IUBMB Life. 2012 Jun;64(6):513-20. doi: 10.1002/iub.1034. Epub 2012 Apr 25.
Proteins containing intrinsically disordered (ID) regions are widespread in eukaryotic organisms and are mostly utilized in regulatory processes. ID regions can mediate binary interactions of proteins or promote organization of large assemblies. Post-translational modifications of ID regions often serve as decision points in signaling pathways. Why Nature distinguished ID proteins in molecular recognition functions? In a simple view, binding of ID regions is accompanied by a large entropic penalty as compared to folded proteins. Even in complexes however, ID regions can preserve their conformational freedom, thereby recruit further partners and perform various functions. What sort of benefits ID regions offer for molecular interactions and which properties are exploited in the corresponding complexes? Here, we review models explaining the recognition mechanisms of ID proteins. Motif-based interactions are central to all proposed scenarios, including prestructured elements, anchoring sites and linear motifs. We aim to extract consensus features of the models, which could be used to predict ID-binding sites for a variety of partners.

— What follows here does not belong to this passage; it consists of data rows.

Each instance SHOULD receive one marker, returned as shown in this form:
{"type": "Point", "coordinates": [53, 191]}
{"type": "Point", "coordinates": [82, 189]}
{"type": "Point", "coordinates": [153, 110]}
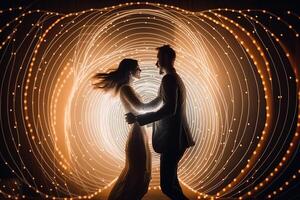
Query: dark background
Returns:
{"type": "Point", "coordinates": [280, 7]}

富含无规则(ID)区域的蛋白质在真核生物中广泛存在,主要用于调控过程。ID 区域可以介导蛋白质的二元相互作用或促进大型组装体的组织。ID 区域的翻译后修饰通常作为信号通路中的决策点。大自然为什么要在分子识别功能中区分 ID 蛋白?从简单的角度来看,与折叠蛋白相比,ID 区域的结合伴随着较大的熵罚。然而,即使在复合物中,ID 区域也可以保持其构象自由度,从而招募更多的伴侣并发挥各种功能。ID 区域为分子相互作用提供了哪些好处,以及相应的复合物利用了哪些特性?在这里,我们综述了解释 ID 蛋白识别机制的模型。基于模体的相互作用是所有提出的方案的核心,包括预结构化元件、锚定位点和线性模体。我们旨在提取模型的共识特征,这些特征可用于预测各种伴侣的 ID 结合位点。